The 27,000-ton ship was circling off the coast of Egypt last night awaiting permission to pass through the Suez canal on its "final" trip to a scrapyard in India.

The Egyptian authorities signalled yesterday morning that they would probably lift objections to the passage of the 45-year-old ship, which contains a disputed amount of asbestos.

However, the Indian government is under increasing pressure to refuse permission for the Clemenceau to enter the Alang scrapyard in Gujarat province. The Indian Supreme Court will today begin hearing a challenge by environmental groups to the breaking up of the ship by Indian workers. A committee appointed by the court has recommended the aircraft carrier be sent home to Toulon on the French Mediterranean coast.

The ship, which was decommissioned from the French navy in 1997, has been the subject of disputes over its place of destruction for several years. Plans to have it scrapped in Portugal, Greece and Turkey have all foundered.

The French press suggested at the weekend that the old warship should be re-named the Flying Dutchman, after the ghost ship of maritime legend which was fated to circle the world's oceans for ever.

There was great amusement at the fact that the Russian ocean-going tug pulling the Clemenceau to India is captained by a man called Sergei Potemkin.
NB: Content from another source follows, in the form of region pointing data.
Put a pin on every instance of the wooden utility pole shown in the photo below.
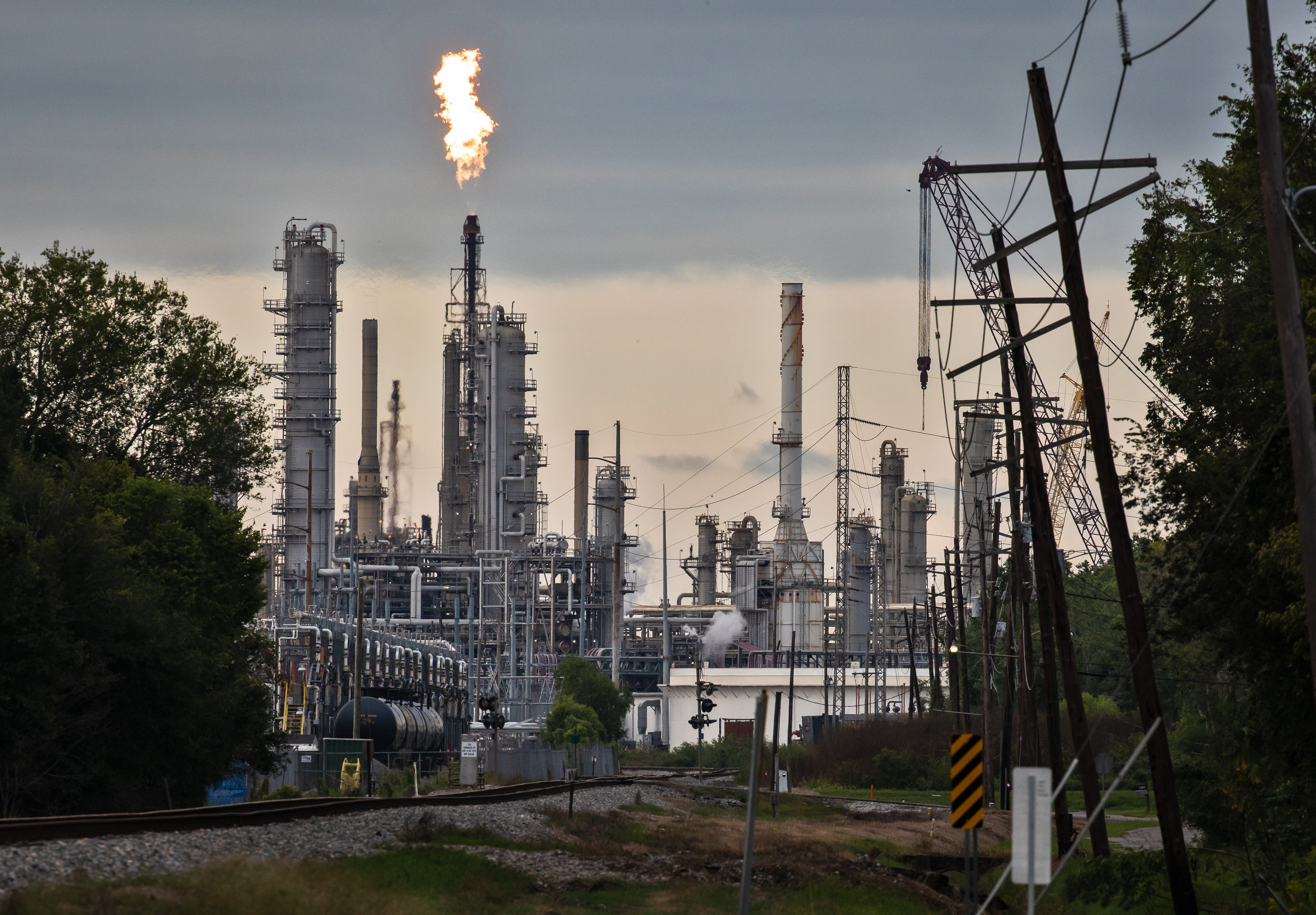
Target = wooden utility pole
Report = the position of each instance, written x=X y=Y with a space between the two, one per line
x=985 y=626
x=1113 y=504
x=1018 y=593
x=939 y=700
x=914 y=672
x=1044 y=551
x=964 y=630
x=1289 y=307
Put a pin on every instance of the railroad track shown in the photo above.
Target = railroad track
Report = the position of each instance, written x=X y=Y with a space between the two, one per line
x=259 y=813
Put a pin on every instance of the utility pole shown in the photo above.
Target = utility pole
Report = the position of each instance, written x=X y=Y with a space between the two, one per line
x=667 y=631
x=360 y=656
x=1113 y=502
x=939 y=700
x=1289 y=307
x=835 y=639
x=617 y=568
x=1044 y=556
x=986 y=623
x=1018 y=590
x=957 y=685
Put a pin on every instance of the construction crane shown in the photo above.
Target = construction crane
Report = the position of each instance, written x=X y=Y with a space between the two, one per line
x=1069 y=465
x=953 y=199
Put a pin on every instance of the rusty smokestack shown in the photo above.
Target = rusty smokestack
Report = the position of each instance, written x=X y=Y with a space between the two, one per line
x=370 y=510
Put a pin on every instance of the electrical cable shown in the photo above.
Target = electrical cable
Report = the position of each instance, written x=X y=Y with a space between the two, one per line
x=1082 y=27
x=1132 y=325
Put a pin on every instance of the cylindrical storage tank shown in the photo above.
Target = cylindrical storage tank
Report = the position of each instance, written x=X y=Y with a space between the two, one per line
x=742 y=538
x=606 y=514
x=394 y=726
x=914 y=548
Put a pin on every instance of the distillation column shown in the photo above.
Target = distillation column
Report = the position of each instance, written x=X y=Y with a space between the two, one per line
x=367 y=493
x=798 y=563
x=307 y=377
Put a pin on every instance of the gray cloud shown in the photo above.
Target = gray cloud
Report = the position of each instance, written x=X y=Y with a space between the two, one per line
x=634 y=138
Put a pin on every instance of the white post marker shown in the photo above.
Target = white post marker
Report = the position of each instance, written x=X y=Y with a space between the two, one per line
x=470 y=763
x=1031 y=830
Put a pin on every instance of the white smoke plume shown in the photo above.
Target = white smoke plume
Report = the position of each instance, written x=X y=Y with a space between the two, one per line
x=722 y=633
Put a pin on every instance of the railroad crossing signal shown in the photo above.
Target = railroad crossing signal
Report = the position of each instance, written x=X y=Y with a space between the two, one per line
x=967 y=781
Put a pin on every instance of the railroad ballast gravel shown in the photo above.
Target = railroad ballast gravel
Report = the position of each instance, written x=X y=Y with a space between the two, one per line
x=323 y=837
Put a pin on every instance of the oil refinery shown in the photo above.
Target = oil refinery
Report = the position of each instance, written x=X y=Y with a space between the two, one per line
x=480 y=601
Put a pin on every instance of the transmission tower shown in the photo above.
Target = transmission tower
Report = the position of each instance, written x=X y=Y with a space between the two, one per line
x=952 y=198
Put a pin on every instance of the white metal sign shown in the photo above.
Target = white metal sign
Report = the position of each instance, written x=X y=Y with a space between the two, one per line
x=1031 y=826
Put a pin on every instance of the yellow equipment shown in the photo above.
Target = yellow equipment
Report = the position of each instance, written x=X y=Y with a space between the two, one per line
x=1069 y=463
x=349 y=780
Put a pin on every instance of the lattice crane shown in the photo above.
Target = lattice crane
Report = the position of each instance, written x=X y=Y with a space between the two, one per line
x=1069 y=464
x=952 y=198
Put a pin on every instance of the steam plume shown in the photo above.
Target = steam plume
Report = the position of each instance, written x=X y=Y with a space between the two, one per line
x=722 y=633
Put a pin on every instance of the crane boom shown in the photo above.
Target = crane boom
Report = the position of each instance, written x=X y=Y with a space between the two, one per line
x=951 y=196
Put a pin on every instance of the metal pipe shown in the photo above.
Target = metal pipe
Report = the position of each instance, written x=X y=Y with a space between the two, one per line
x=793 y=398
x=582 y=488
x=369 y=494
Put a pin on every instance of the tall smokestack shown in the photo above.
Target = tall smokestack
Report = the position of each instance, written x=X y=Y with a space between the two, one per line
x=790 y=502
x=582 y=488
x=369 y=493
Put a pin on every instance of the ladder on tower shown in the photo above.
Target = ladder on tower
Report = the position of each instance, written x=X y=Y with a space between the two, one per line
x=295 y=709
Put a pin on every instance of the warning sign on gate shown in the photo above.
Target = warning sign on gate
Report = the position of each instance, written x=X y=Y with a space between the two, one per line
x=967 y=781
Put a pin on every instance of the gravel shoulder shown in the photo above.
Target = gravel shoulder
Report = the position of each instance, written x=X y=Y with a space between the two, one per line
x=324 y=837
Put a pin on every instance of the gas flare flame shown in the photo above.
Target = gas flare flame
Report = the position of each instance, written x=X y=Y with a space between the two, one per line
x=461 y=113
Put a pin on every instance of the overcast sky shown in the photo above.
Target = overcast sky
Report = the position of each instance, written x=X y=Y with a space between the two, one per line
x=659 y=169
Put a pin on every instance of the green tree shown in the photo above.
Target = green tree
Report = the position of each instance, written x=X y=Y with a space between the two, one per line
x=134 y=671
x=582 y=680
x=1201 y=280
x=573 y=719
x=113 y=367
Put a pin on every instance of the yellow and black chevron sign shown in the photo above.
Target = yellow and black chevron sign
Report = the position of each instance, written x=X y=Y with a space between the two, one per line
x=967 y=781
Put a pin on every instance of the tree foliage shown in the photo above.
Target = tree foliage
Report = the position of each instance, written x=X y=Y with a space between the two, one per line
x=134 y=675
x=1214 y=475
x=573 y=719
x=132 y=669
x=581 y=680
x=107 y=365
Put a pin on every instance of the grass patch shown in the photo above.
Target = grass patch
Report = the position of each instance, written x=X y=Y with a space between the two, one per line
x=413 y=880
x=942 y=798
x=426 y=880
x=645 y=809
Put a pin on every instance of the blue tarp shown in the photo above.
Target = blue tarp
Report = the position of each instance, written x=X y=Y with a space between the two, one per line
x=232 y=791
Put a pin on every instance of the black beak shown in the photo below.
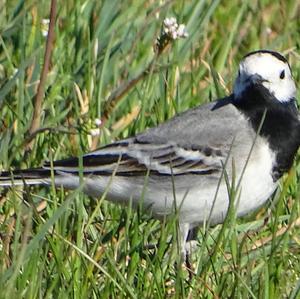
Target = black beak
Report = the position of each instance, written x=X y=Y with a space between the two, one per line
x=256 y=79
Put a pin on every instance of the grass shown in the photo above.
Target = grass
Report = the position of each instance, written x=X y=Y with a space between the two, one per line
x=60 y=244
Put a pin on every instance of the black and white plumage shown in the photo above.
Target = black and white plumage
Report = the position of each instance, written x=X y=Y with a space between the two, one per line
x=256 y=131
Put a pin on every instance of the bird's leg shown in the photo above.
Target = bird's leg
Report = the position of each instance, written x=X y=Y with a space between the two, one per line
x=188 y=244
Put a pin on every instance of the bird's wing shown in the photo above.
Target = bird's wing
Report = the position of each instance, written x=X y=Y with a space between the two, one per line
x=194 y=142
x=132 y=159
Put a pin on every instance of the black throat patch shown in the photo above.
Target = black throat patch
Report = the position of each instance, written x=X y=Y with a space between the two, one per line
x=281 y=126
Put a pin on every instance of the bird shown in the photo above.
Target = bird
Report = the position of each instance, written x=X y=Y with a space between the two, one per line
x=186 y=164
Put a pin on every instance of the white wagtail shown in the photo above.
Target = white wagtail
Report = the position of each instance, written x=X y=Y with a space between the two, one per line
x=253 y=133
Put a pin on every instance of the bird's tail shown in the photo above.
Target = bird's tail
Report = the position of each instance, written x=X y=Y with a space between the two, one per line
x=34 y=176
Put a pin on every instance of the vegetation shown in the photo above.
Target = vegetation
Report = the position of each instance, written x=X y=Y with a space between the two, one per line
x=61 y=244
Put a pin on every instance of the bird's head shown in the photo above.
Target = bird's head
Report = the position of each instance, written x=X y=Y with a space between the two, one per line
x=268 y=69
Grigory Potemkin was an 18th-century Russian officer who created fake villages to impress the Tsarina. Battleship Potemkin is a celebrated silent film made in 1925 by the Russian director, Sergei Eisenstein.
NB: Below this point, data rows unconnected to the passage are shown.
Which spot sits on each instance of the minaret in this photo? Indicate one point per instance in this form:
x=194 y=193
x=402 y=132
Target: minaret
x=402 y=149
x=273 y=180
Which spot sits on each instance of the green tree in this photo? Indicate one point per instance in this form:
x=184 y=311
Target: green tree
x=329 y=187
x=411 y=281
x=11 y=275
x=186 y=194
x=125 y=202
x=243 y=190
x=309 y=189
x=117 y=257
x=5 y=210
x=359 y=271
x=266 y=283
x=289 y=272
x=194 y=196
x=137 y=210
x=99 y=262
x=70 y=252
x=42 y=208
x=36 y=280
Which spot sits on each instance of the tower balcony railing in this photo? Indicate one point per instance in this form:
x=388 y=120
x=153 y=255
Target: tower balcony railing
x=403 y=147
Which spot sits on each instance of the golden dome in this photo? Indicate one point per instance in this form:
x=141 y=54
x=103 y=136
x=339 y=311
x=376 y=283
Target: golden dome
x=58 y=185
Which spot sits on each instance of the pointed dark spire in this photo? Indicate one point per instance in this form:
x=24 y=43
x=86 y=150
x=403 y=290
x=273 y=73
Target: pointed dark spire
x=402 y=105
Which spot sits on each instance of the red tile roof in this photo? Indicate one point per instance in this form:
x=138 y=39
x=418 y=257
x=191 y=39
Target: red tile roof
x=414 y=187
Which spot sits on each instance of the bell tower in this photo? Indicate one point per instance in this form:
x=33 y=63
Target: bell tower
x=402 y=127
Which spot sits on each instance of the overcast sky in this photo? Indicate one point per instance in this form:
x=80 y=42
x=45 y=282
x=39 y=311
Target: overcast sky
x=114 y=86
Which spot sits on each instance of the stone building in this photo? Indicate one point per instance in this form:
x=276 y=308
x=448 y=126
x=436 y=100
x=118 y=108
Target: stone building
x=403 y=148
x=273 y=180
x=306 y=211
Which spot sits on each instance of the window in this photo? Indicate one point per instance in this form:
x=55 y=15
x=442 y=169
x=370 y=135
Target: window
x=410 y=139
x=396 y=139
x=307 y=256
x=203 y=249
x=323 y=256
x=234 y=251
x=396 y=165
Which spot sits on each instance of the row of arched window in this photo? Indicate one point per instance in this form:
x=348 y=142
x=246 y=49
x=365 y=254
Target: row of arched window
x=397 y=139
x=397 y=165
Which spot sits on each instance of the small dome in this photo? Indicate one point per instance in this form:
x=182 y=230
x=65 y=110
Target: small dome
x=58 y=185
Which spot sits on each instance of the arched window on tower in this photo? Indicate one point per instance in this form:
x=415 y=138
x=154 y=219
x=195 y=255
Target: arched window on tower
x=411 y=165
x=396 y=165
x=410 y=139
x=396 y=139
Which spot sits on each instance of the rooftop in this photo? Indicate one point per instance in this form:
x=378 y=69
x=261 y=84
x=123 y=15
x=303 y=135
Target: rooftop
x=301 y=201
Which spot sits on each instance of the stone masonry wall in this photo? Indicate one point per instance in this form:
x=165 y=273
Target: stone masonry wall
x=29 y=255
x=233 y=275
Greenpeace and other environmental pressure groups object to the practice of sending asbestos-riddled old ships for scrapping in Third World breakers' yards. They say such ships should be labelled "waste products" under the 1989 Basel convention.

Greenpeace boarded the Clemenceau briefly off the Egyptian coast last week and claims there are still 500 tons of asbestos in the aircraft carrier. The French Defence Ministry described the figure as "absurd" and says that the ship never had more than 160 tons. It claims all but 45 tons have been removed in Toulon and the remainder cannot be dislodged without sinking the ship.
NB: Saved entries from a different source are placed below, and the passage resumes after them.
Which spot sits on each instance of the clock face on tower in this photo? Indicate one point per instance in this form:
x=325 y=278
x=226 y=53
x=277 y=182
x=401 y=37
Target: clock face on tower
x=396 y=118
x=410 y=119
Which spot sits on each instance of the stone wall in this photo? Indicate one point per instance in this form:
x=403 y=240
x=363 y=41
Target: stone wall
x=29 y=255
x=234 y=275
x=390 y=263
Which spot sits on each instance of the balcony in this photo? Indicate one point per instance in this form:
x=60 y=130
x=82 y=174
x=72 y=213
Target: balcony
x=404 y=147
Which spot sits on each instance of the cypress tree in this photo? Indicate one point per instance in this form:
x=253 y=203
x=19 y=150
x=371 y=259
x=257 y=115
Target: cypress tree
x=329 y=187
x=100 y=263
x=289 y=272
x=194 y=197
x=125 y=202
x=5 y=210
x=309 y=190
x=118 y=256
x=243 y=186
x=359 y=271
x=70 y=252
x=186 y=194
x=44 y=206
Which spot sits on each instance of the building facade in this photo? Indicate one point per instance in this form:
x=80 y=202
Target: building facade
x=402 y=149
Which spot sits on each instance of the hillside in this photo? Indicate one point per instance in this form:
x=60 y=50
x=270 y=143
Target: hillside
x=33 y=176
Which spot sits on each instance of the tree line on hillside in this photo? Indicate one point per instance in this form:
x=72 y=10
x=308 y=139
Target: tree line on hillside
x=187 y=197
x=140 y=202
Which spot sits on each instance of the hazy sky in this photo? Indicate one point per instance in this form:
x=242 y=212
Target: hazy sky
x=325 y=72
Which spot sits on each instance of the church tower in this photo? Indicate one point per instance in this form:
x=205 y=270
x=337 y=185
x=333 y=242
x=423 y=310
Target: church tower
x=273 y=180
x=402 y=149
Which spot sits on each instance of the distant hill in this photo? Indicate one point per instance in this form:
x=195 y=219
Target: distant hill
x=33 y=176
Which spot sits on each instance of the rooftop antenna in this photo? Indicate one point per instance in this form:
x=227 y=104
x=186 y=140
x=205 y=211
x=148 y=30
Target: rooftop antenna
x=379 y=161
In any case, the French government argues, the Clemenceau, although no longer a warship, remains the property of a sovereign state and so is exempt from the Basel charter.

This argument appeared to have been accepted by Egypt, which refused permission for the Clemenceau to enter the Suez canal on Friday. The Environment Ministry in Cairo said yesterday that the ship "does not represent an environmental danger to Egypt." The Suez Canal Authority said the Clemenceau would be allowed to proceed after a technical examination.

In India, controversy about the fate of the old warship is deepening. Its "final" voyage may not prove to be so final after all.

Three of the country's largest unions have asked India's Prime Minister, Manmohan Singh, to refuse the carrier until it is cleared of all toxic materials. "The warship is a threat to the workers' health and the environment," the unions wrote in the letter to him.

Greenpeace argues that it is cynical and environmentally unsound for Western shipowners, including governments, to send old ships to breakers' yards in the developing world where workers are not properly trained or protected.